Friday, December 12, 2014

Pitchfork on Anatomy of Habit

Anatomy of Habit

Ciphers + Axioms

Relapse; 2014

By Grayson Haver Currin; December 11, 2014


For the noise musician Mark Solotroff, Ciphers + Axioms ends in very familiar territory. For eight minutes, amplifiers and instruments scream the sort of feedback, static, and clipped tones that are endemic both to his caterwauling power-electronics band Bloodyminded and his long-running extreme experimental imprint, Bloodlust! The sounds grow evermore dense, ultimately forming a thicket of prevailing hiss. But beneath and around the din, a repetitive guitar riff—just a few notes, really, folding into each other via delay and reverb—illuminate the abrasion, flickering like the light of a warm cabin spotted through a snowstorm. It’s not an accessibility concession that the wonderfully barbaric Bloodyminded would dare make.

Ciphers + Axioms is, instead, the intriguing second album from Solotroff’s Chicago supergroup Anatomy of Habit. The album's dual tracks each clock in around 20 minutes, as did the paired cuts from their self-titled 2011 debut; a subsequent EP split those times into a still not-quite-concise half. Despite the lengths, though, Anatomy of Habit is Solotroff’s relative pop band. He speaks and sings instead of screams, and he moves in lockstep time to guitars, drums and bass, all sharing intentions beyond aural obliteration. Each of these songs has at least one hook you’ll be able to hum, as Solotroff’s strange and droll monotone echoes in your head. During Within the Walls, Bloodyminded’s most recent LP, Solotroff yelled lines like, "mounds of bodies lying unburied" and "air so fouled by the pungent stench of millions of dead children." If you encounter temporary cognitive dissonance while singing along to songs about science and seasons with his Mark Mothersbaugh-meets-They Might Be Giants intonation, just trust that you’re not the only one.

Solotroff has long been a very busy and involved collaborator, but in recent years, his partnership has added unexpected elements to pre-existing projects. He supplied, for instance, essential blasts of abrasion to From All Purity, the latest and best record from Chicago metal act Indian. And there’s Wrekmeister Harmonies, the slow-moving and cinematic collective that works between poles of orchestral splendor and doom furor. Aside from founder J.R. Robinson, Solotroff is one of the project’s sole stable and necessary elements. Such integration is key to Ciphers + Axioms. Only Solotroff and Kenny Rasmussen return from Anatomy of Habit’s earlier iteration, but the new members are copacetic by any standard: Will Lindsay, whose brawny riffs lead the aforementioned Indian, commandeers guitar, while indispensable Tortoise and session drummer John McEntire takes the kit. Joan of Arc’s Theo Katsaounis accents the beats with auxiliary percussion. Chicago metal stalwart Sanford Parker engineered the sessions in McEntire’s Soma Electronic Music Studios. This is an enviable cast of contributors.

Together, they are excellent. In particular, the rhythm section of McEntire, Katsaounis, and Rasmussen’s burly and distorted bass works as one of the record’s great assets. During "Radiate and Recede", they power ahead like a seasoned but smart doom band. They pull back in the perfect places, allowing Lindsay’s gnarled riffs and Solotroff’s enigmatic words to cut through their rests. After introducing "Then Window" with an unstable shock of feedback, Lindsay cycles subtly through a series of strong-arm riffs and phantom countermelodies. Katsaounis and McEntire match him in the background, adding touches of bells and woodblocks to drums that suggest an incoming infantry.

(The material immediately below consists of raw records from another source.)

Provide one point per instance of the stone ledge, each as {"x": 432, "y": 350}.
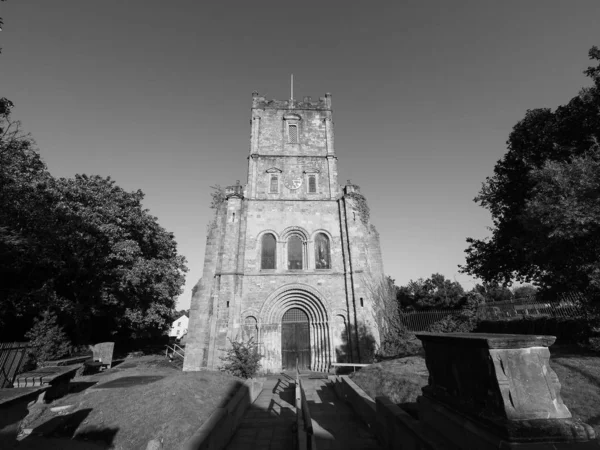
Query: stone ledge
{"x": 389, "y": 423}
{"x": 219, "y": 428}
{"x": 488, "y": 340}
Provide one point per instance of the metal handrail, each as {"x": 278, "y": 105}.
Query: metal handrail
{"x": 302, "y": 405}
{"x": 174, "y": 350}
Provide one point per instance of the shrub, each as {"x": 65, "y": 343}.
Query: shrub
{"x": 242, "y": 359}
{"x": 47, "y": 339}
{"x": 398, "y": 345}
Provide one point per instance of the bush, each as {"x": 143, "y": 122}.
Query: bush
{"x": 242, "y": 359}
{"x": 399, "y": 345}
{"x": 47, "y": 339}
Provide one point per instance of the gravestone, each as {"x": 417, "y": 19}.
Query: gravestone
{"x": 497, "y": 391}
{"x": 103, "y": 353}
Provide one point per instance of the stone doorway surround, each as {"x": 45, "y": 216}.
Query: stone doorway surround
{"x": 295, "y": 340}
{"x": 315, "y": 306}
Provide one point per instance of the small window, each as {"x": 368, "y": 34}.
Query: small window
{"x": 312, "y": 184}
{"x": 293, "y": 134}
{"x": 274, "y": 184}
{"x": 268, "y": 252}
{"x": 294, "y": 253}
{"x": 322, "y": 258}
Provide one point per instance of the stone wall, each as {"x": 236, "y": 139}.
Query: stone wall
{"x": 238, "y": 298}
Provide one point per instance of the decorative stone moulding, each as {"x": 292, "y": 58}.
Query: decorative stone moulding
{"x": 496, "y": 385}
{"x": 234, "y": 191}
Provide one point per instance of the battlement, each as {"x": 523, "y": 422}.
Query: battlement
{"x": 259, "y": 102}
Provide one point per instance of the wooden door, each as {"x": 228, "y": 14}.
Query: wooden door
{"x": 295, "y": 340}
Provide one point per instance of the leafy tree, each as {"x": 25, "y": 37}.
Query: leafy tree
{"x": 82, "y": 247}
{"x": 544, "y": 202}
{"x": 524, "y": 291}
{"x": 491, "y": 292}
{"x": 48, "y": 339}
{"x": 434, "y": 292}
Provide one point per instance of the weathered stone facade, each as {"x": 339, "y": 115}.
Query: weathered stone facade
{"x": 292, "y": 194}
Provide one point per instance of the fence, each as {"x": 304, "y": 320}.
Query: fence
{"x": 567, "y": 305}
{"x": 423, "y": 320}
{"x": 12, "y": 357}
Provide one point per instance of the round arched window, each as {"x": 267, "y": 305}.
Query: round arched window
{"x": 294, "y": 253}
{"x": 268, "y": 252}
{"x": 322, "y": 254}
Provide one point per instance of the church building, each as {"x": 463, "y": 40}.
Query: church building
{"x": 291, "y": 259}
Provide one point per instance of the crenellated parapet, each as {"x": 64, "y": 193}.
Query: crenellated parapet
{"x": 260, "y": 102}
{"x": 237, "y": 190}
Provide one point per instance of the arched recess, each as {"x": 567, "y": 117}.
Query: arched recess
{"x": 295, "y": 248}
{"x": 260, "y": 241}
{"x": 250, "y": 329}
{"x": 310, "y": 301}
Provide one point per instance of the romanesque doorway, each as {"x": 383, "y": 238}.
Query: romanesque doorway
{"x": 295, "y": 340}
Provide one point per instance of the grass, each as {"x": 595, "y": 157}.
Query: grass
{"x": 168, "y": 407}
{"x": 578, "y": 371}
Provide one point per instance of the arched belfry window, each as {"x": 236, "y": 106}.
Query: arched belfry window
{"x": 295, "y": 251}
{"x": 293, "y": 133}
{"x": 274, "y": 184}
{"x": 268, "y": 251}
{"x": 312, "y": 184}
{"x": 322, "y": 253}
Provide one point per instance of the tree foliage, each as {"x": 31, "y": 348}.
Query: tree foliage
{"x": 82, "y": 247}
{"x": 544, "y": 199}
{"x": 433, "y": 293}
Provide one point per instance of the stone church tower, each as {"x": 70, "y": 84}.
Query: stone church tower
{"x": 291, "y": 257}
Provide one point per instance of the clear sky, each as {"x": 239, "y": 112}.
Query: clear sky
{"x": 157, "y": 96}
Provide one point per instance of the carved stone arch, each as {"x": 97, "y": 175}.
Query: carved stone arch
{"x": 289, "y": 231}
{"x": 321, "y": 230}
{"x": 250, "y": 312}
{"x": 270, "y": 231}
{"x": 306, "y": 297}
{"x": 339, "y": 312}
{"x": 259, "y": 249}
{"x": 310, "y": 301}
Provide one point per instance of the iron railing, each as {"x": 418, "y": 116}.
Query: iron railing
{"x": 303, "y": 418}
{"x": 567, "y": 306}
{"x": 175, "y": 350}
{"x": 12, "y": 358}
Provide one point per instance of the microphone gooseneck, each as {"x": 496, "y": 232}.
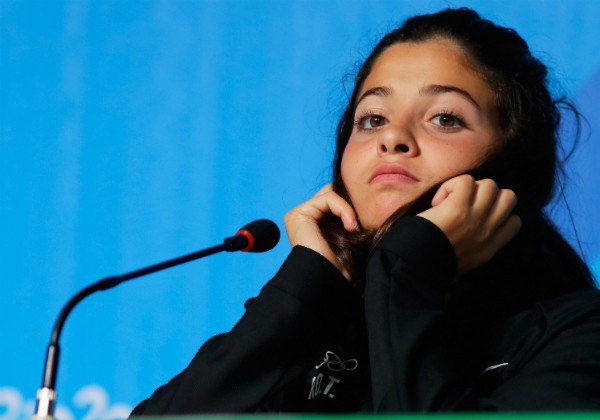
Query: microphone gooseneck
{"x": 257, "y": 236}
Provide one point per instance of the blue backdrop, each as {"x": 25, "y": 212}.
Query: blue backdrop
{"x": 135, "y": 131}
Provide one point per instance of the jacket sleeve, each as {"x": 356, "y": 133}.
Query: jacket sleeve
{"x": 236, "y": 371}
{"x": 413, "y": 361}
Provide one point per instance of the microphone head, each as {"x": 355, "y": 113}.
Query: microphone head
{"x": 262, "y": 235}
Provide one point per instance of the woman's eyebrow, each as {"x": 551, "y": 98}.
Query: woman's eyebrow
{"x": 377, "y": 91}
{"x": 439, "y": 89}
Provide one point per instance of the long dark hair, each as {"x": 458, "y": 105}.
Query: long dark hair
{"x": 529, "y": 121}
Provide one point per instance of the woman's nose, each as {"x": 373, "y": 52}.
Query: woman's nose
{"x": 394, "y": 141}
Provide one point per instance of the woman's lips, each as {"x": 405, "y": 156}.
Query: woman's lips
{"x": 391, "y": 173}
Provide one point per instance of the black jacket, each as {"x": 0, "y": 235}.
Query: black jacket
{"x": 413, "y": 340}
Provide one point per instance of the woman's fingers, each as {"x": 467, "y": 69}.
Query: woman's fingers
{"x": 476, "y": 216}
{"x": 302, "y": 222}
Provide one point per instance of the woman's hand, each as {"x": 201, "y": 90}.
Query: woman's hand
{"x": 302, "y": 223}
{"x": 476, "y": 217}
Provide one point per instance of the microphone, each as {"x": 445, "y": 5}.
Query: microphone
{"x": 257, "y": 236}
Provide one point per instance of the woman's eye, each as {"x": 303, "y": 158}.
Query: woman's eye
{"x": 370, "y": 122}
{"x": 446, "y": 120}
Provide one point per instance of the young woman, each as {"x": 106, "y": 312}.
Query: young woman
{"x": 426, "y": 277}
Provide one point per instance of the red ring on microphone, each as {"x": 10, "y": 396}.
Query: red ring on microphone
{"x": 248, "y": 236}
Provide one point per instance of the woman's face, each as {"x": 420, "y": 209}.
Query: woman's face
{"x": 423, "y": 115}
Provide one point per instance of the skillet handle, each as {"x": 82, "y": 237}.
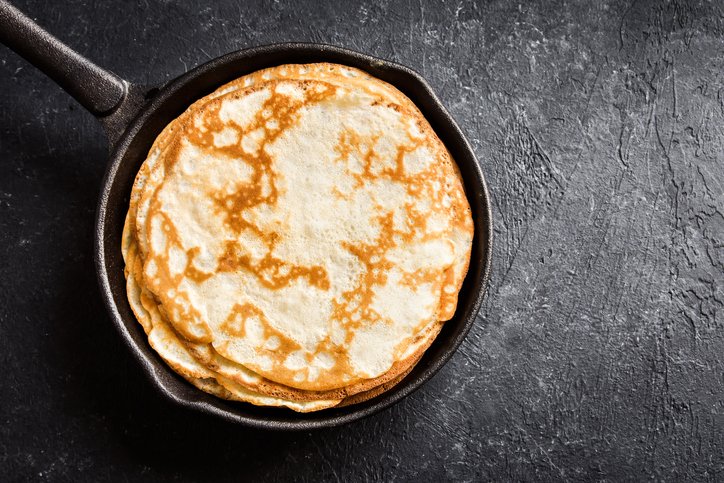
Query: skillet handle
{"x": 108, "y": 97}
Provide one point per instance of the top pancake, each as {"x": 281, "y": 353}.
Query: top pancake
{"x": 305, "y": 222}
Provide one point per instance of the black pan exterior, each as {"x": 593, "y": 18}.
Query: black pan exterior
{"x": 168, "y": 103}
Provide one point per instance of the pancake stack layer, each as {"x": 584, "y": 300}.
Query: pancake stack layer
{"x": 297, "y": 238}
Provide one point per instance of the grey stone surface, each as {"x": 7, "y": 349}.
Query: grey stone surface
{"x": 599, "y": 353}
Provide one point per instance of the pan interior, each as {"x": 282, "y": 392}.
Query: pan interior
{"x": 170, "y": 102}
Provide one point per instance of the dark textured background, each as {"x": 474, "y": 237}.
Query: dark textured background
{"x": 599, "y": 353}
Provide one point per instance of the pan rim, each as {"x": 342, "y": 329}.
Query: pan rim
{"x": 155, "y": 369}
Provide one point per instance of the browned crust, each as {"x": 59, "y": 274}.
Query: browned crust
{"x": 351, "y": 394}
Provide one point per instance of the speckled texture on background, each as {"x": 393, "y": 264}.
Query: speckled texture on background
{"x": 599, "y": 353}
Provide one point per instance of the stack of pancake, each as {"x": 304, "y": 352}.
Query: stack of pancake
{"x": 296, "y": 238}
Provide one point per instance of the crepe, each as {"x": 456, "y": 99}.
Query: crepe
{"x": 296, "y": 238}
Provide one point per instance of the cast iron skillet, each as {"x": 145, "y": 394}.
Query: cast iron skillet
{"x": 132, "y": 116}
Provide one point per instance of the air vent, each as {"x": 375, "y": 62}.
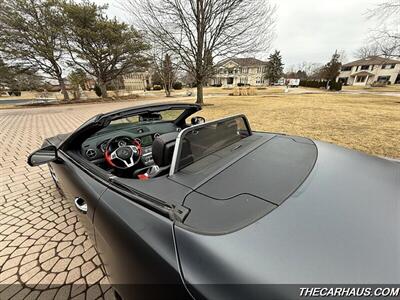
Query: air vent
{"x": 91, "y": 153}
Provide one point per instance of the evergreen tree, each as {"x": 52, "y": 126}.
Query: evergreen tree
{"x": 31, "y": 34}
{"x": 168, "y": 74}
{"x": 274, "y": 69}
{"x": 332, "y": 69}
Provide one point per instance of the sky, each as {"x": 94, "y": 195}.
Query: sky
{"x": 309, "y": 30}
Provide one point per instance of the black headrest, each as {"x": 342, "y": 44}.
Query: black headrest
{"x": 163, "y": 148}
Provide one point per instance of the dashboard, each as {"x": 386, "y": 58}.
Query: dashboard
{"x": 94, "y": 147}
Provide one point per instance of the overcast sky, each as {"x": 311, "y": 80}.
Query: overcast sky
{"x": 310, "y": 30}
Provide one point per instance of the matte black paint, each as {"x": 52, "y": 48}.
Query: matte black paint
{"x": 341, "y": 225}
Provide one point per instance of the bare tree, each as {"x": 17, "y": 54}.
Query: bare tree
{"x": 30, "y": 34}
{"x": 387, "y": 36}
{"x": 367, "y": 50}
{"x": 104, "y": 48}
{"x": 164, "y": 68}
{"x": 201, "y": 31}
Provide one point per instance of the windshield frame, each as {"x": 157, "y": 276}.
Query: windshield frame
{"x": 178, "y": 143}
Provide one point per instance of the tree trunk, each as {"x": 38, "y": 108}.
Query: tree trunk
{"x": 167, "y": 89}
{"x": 199, "y": 99}
{"x": 103, "y": 88}
{"x": 62, "y": 86}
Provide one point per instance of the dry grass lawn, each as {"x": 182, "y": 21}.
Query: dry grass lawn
{"x": 388, "y": 88}
{"x": 367, "y": 123}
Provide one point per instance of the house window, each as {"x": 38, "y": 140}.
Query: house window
{"x": 344, "y": 69}
{"x": 361, "y": 78}
{"x": 391, "y": 66}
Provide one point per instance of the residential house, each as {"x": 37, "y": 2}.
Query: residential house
{"x": 234, "y": 71}
{"x": 133, "y": 81}
{"x": 370, "y": 70}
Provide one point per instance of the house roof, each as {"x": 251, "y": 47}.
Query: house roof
{"x": 372, "y": 60}
{"x": 244, "y": 62}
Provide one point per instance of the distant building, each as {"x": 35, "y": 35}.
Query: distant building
{"x": 370, "y": 70}
{"x": 136, "y": 80}
{"x": 133, "y": 81}
{"x": 234, "y": 71}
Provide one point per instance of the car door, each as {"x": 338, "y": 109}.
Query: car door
{"x": 136, "y": 245}
{"x": 80, "y": 188}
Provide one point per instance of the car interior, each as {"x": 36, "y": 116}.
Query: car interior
{"x": 142, "y": 146}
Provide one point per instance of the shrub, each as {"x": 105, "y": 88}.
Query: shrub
{"x": 97, "y": 90}
{"x": 177, "y": 85}
{"x": 313, "y": 83}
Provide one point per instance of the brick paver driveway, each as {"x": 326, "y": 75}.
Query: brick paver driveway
{"x": 42, "y": 243}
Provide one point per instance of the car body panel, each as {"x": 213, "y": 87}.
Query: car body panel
{"x": 137, "y": 248}
{"x": 342, "y": 226}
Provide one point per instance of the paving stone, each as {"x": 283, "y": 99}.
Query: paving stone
{"x": 41, "y": 238}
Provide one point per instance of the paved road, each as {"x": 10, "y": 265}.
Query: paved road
{"x": 42, "y": 243}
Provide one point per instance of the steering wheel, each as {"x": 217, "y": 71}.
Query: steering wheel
{"x": 123, "y": 152}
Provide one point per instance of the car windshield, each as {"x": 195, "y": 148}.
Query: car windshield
{"x": 143, "y": 118}
{"x": 200, "y": 141}
{"x": 150, "y": 117}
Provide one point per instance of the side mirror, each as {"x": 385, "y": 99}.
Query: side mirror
{"x": 197, "y": 120}
{"x": 42, "y": 156}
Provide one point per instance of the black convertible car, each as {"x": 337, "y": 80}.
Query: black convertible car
{"x": 182, "y": 208}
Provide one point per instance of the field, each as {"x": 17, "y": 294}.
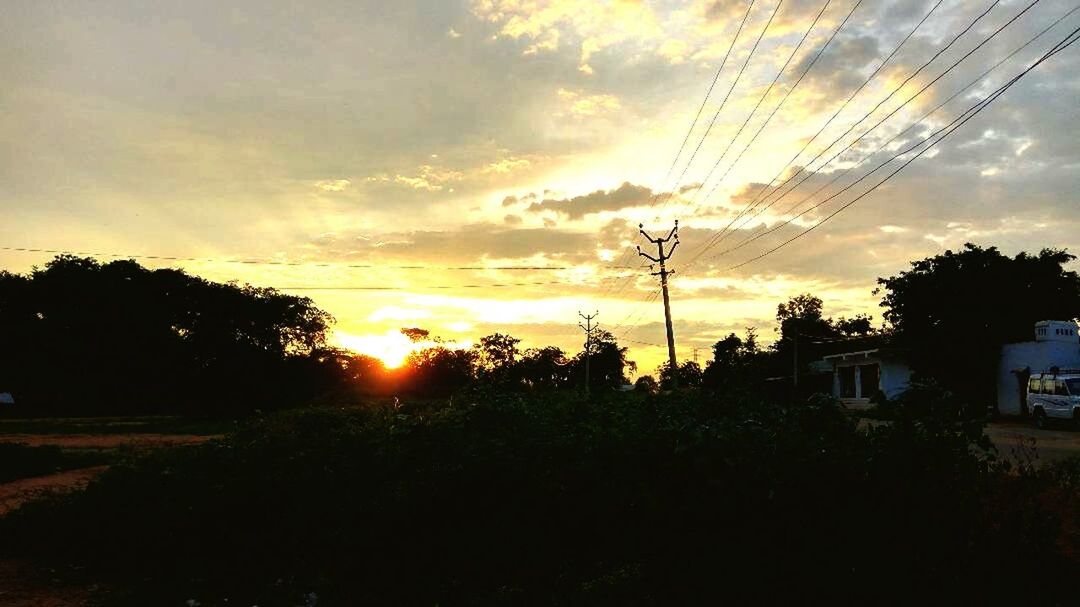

The occasional nature of Anatomy of Habit—in particular, this first-time lineup—cuts both ways. There’s a sense of discovery to Ciphers + Axioms, as the members seem to be negotiating their way through domains of post-rock and doom, math rock and post punk collectively. By record’s end, you want them to keep navigating. During the album, though, the nebulous configuration can produce frustrating results. "Radiate and Recede" depends too much on its start-and-stop, quiet-loud-and-louder structure, as the band flips again and again between loaded metal lurch, eerie ambient crawl, and mid-paced art-rock shuffle. A veteran group might get much the same result with an editing overhaul. That symptom also coincides with how Solotroff sounds a touch uncomfortable, or at least not fluid, in his new role as an enunciating frontman. The speak-sing spans of "Radiate and Recede" are forced and stiff, as if he were trying to raise his voice without screaming. He is more at ease and more convincing when he’s actually singing, as when he repeats the title phrase near the middle of the smoldering "Then Window". He airs those words as if to himself, a writer contemplating his own elliptical poetry aloud. And then the band drops into that long, droning finale, its squall wired by Lindsay’s alluring guitar line. You’re left with the suggestion of future possibilities for this take on Anatomy of Habit.